Advertisement

Donald Nixon Says Cuba Sought Drug He, Vesco Tested : Intrigue: He claims he and the fugitive financier were held because authorities coveted their ‘miracle’ medicine.

Share
TIMES STAFF WRITER

President Richard Nixon’s nephew, Donald Nixon, who was held under house arrest in Havana while Cuban officials investigated his ties to fugitive financier Robert Vesco, said Wednesday he believes that authorities may have been after a “miracle drug” that he and Vesco were testing.

Nixon, 49, said he had been working through Vesco with the Cuban government for three years to test a spinoff of the controversial anti-AIDS drug Viroxan, a citronella-based substance that Nixon believes cured his wife of breast cancer and arthritis. Nixon was detained for 30 days in a Havana hotel room. Although Cuban authorities did not arrest him, they did not give him permission to leave until Sunday.

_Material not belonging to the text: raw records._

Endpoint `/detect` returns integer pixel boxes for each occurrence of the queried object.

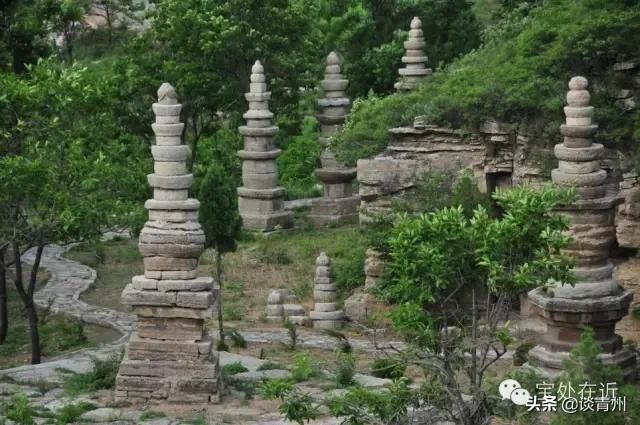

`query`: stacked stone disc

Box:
[310,252,344,329]
[238,61,292,232]
[394,17,432,91]
[527,76,635,378]
[265,288,309,326]
[310,52,359,226]
[115,83,220,404]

At a news conference at his attorney’s office in Irvine, Nixon said he was detained on May 31, the same day that Vesco was arrested on charges of being a foreign agent. Nixon had been a guest living in Vesco’s Havana home and was in a venture with Vesco to develop an “immune adjuvant” drug to combat AIDS and other illnesses.

Advertisement

“After three years of creating the basic elements for double-blind clinical trials in humans in six countries, as well as completion of Cuba’s research, [Cuban laboratories] were able to produce the product at relatively low cost,” Nixon said in a prepared statement. “However, interestingly enough, two weeks after the purest material was produced, the people from counterintelligence came into Vesco’s home and immediately took him away.”

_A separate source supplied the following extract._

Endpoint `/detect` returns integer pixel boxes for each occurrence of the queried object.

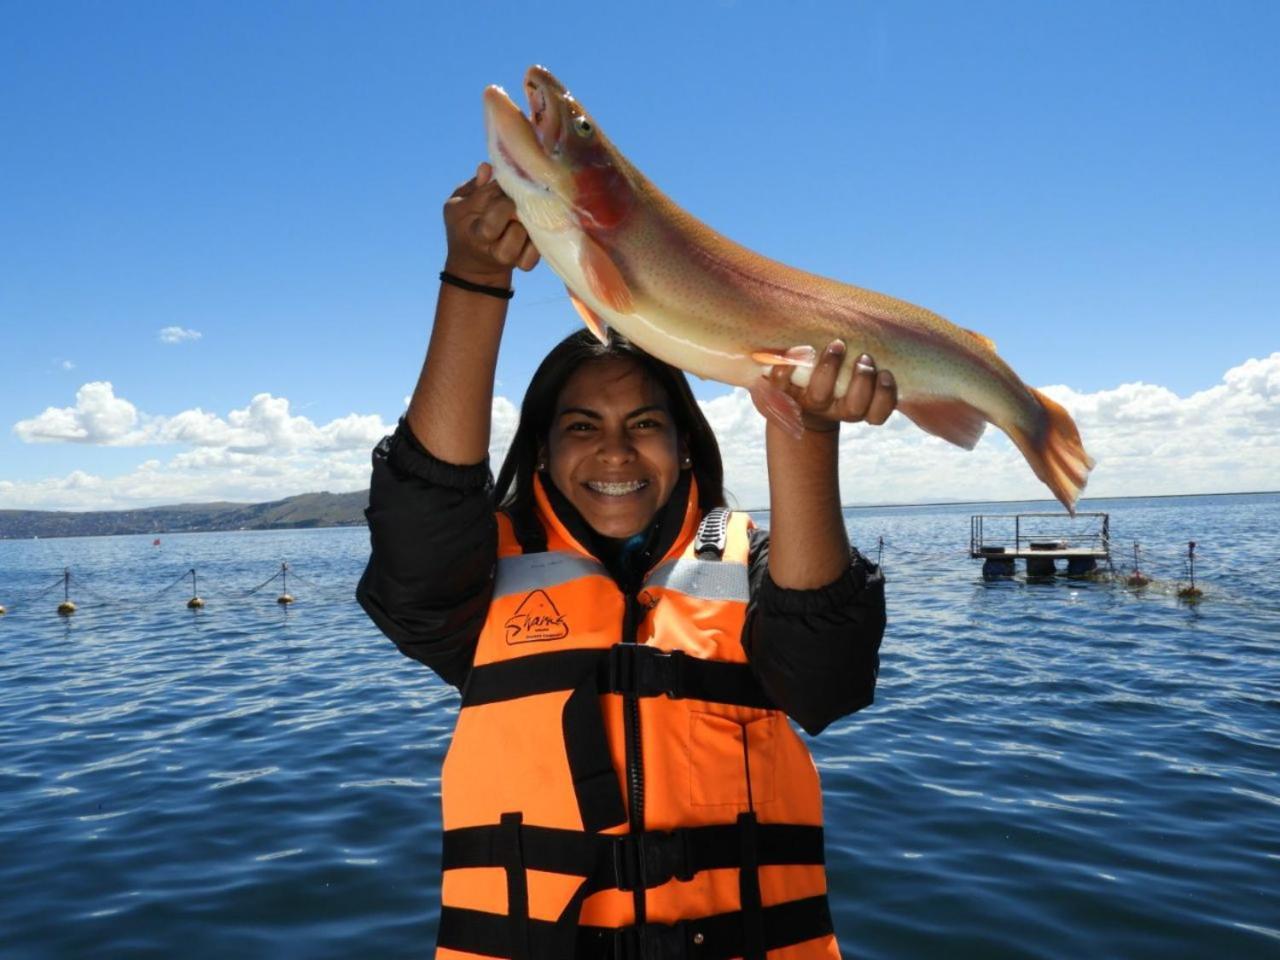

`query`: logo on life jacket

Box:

Nixon said he does not believe that Vesco was a foreign agent. Vesco “had nowhere to go,” Nixon said. “There was no reason for him to break the law.”

Nixon’s theory is one of the first set forth outside of Cuba to explain why the Cuban government would arrest the 59-year-old Vesco after allowing him to live in the country for 12 years. Vesco fled the United States for Costa Rica in 1972 after the Securities and Exchange Commission charged that Vesco had diverted more than $220 million from four mutual funds.

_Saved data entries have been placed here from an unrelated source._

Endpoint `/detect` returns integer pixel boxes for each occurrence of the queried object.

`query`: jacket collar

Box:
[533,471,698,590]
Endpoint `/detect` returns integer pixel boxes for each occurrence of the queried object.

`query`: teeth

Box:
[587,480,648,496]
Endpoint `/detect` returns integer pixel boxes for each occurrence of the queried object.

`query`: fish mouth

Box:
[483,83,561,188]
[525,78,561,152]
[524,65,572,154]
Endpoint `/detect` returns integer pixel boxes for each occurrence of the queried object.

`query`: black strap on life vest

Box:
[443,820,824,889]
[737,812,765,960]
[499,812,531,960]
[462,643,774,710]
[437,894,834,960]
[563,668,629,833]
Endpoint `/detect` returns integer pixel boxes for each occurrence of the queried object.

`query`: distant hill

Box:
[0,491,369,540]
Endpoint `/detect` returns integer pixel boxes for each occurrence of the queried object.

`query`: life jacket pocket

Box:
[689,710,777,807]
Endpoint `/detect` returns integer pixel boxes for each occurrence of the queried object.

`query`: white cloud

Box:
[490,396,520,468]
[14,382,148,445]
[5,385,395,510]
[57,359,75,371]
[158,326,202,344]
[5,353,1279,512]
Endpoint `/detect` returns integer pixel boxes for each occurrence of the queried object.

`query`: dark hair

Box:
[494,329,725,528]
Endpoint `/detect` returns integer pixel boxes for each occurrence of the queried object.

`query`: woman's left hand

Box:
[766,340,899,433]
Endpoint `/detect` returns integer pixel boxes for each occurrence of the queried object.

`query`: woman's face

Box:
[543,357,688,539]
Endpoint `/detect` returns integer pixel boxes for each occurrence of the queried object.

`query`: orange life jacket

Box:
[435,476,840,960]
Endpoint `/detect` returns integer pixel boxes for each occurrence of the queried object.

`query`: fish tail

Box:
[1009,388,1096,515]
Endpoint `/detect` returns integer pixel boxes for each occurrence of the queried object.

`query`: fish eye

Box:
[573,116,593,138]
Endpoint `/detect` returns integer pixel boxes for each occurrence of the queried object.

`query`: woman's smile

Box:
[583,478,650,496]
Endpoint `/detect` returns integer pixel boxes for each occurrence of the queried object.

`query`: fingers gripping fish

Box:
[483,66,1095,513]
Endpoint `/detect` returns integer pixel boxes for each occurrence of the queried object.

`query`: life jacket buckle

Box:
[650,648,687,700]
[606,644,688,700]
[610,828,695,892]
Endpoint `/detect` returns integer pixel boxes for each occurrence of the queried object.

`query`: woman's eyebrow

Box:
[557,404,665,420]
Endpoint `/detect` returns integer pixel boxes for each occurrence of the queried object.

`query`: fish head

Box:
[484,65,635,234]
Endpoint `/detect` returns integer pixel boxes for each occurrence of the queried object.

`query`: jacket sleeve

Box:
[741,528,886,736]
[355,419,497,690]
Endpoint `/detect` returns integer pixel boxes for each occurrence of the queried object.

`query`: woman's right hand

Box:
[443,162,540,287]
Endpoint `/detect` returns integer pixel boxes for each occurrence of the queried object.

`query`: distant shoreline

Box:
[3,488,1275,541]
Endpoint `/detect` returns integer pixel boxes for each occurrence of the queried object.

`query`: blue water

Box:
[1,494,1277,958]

Local experts doubted that the anti-AIDS drug could be, as Nixon puts it, “a medical breakthrough.” “I am open-minded,” said Dr. Donald Forthal, an infectious diseases expert and assistant professor of medicine at UC Irvine, “but am skeptical about this.”

The drug’s predecessor, Viroxan, was widely criticized after its inventor, an Orange County physician, administered the drug to AIDS patients. Although touted as a cure, the homemade substance hastened the deaths of at least two AIDS patients, according to state medical officials. The physician, Stephen Herman, agreed to surrender his medical license in 1991 after state prosecutors agreed to drop civil charges of gross negligence, incompetence, dishonesty and other offenses, according to his attorney.